希望の舎―キボウノイエ―

漂泊を続ける民が綴るブログ。ちょっとナナメからの視点で語ります。これからの働き方・中世史・昭和前期の軍の組織論・労働問題・貧困問題・教育問題などに興味があるので、それらの話題が中心になります。

「やればできる」、これは時として人を追い込む言葉であるという件

僕たちは往々にして相手に対して「やればできる」と鼓舞してしまう。

また、誰かから「やればできる」と言われて、解決すべき課題に当たった経験があるだろう。

何らかの課題や障壁にぶち当たり、逡巡している人に「やればできる」といった類の言葉をかけることは悪いことではない。僕たちはそう思い込んでいる。

 

わりと気軽に口にしてしまう「やればできる」という言葉には落とし穴があり、時には人を追い込んでしまう魔力のようなものが備わっている。

「やればできる」といった物言いの前提には、ある問題を解決するために「やらなければならない」「やって当然だ」というメンタリティが横たわっている。

困難な出来事に遭遇し、途方に暮れている人に向かって「やればできる」といった類の言葉を気軽にかけるのは無責任である。そこには悪しき精神主義・根性主義・努力至上主義といったものが見え隠れしている。

確かに困難なことに直面している人に、「一歩を踏み出せ」と言って励ます行為は正しい。一歩を踏み出さなければ何事も起こらない。やる気を出させなければ問題解決には至らない。逡巡している人に対して最初の一歩を踏み出すことを促すために「やればできる」といった励ましは有効な場合が多い。

 

しかしながらである。

僕は「やればできる」という物言いが好きになれない。

やってみてできることがあれば一生懸命にやってみてもできないこともある。当たり前の話だ。

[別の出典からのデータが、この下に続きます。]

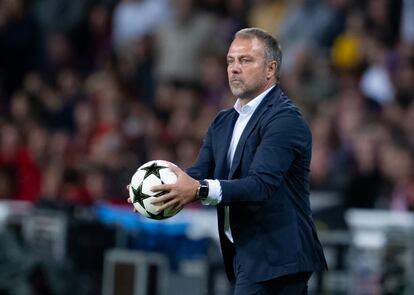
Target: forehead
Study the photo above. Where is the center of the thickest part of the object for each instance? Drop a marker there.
(246, 46)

やる前からこれはできないと諦めてしまい何も事を起こさないのは問題である、と一般的にはそう思われている。

一生懸命に事に当たり結果が伴わないことなんて山ほどある。むしろ結果が出ないことの方が多い。その際に努力の量が足りなかったからダメなんだとかいった類の物言いで相手を非難することがある。僕はこの手の精神主義的なものが嫌いなのである。

 

僕は「やってもできない」といった諦めも時には必要なのではないかと思っている。その諦めを根性なしと非難する権利は誰にもないとも思っている。

「やればできる」と言って、勉強が苦手な子どもに勉強を強いたり、達成が難しい仕事を無理やり強い続けたりしているのではないか。

過大な目標設定をして、それができないような奴はダメだ、成し遂げようと死に物狂いで努力しないような奴はダメだといった「やればできる」教を押し付けて、相手を追い込んでいないかの思慮が欠けているような気がしてならない。

 

「やればできる」的なものは人が成長する上で必要なものであるだけに、この言葉の取り扱いはとても難しい。きちんとしたバランス感覚をもって用いなければならないものである。

「やればできる」といった類の言葉は時には人を鼓舞し、時には人を追い詰める。このことを十分に斟酌しておかなければならない。

言葉というものは魔力を持っているということを僕たちは心しておく必要がある。

「やればできる」もそういった種類の言葉のひとつである。